For the crust, preheat the oven to 400°F. Place the butter into a medium-sized bowl. Microwave for about a minute to melt the butter. In a blender or food processor, grind the oats until they resemble fine flour—this may take a few minutes. Pour the oat flour into the bowl with the melted butter, add sugar and salt, and mix until a crumbly dough forms.
Roll out the dough then place into an 8-inch pie plate or tin. Press the dough to cover the entire surface of the pie tin and trim and crimp the edges. Place a piece of parchment paper over top of the crust and place something heavy (like dry beans or another pie plate) on top to weigh the dough down. Bake 15 minutes then remove and cool. Lower oven temperature to 375°F.
For the filling, heat a large skillet over medium-high heat. Add the butter and melt. Once melted, add the apples and sauté about 8 minutes, tossing often to prevent them from browning.
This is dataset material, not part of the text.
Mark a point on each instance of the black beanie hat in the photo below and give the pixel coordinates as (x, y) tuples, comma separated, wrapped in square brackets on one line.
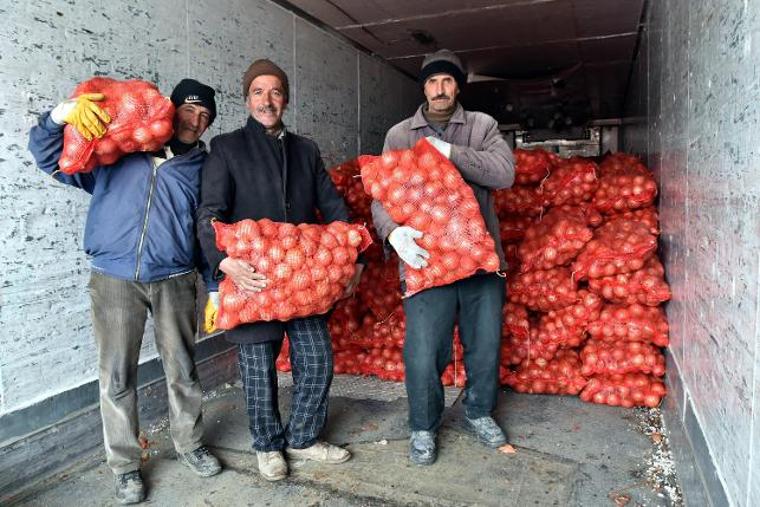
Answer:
[(443, 62), (190, 91)]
Add the sugar, 1/2 cup of the apple cider and the apple cider vinegar. Bring to a bubble. In a small bowl, mix the cornstarch into the remaining 1/2 cup of apple cider with a fork until smooth. Add the cornstarch mixture, cinnamon, ginger and salt to the pan with the apples. Cook until thickened, about 5 minutes. Remove from the heat and cool.
For the topping, place the butter into a medium bowl and microwave to melt. Mix in the brown sugar, almond meal and salt.
Pour the apple filling mixture into the pre-baked pie shell. The filling should come up to just the top of the pie crust. Pour all of the topping over the top of the pie—it will look like a lot but it will sink down a bit when it cooks. Place pie onto a parchment-lined baking sheet in case any filling bubbles over. Bake for 35-40 minutes or until the top is evenly brown.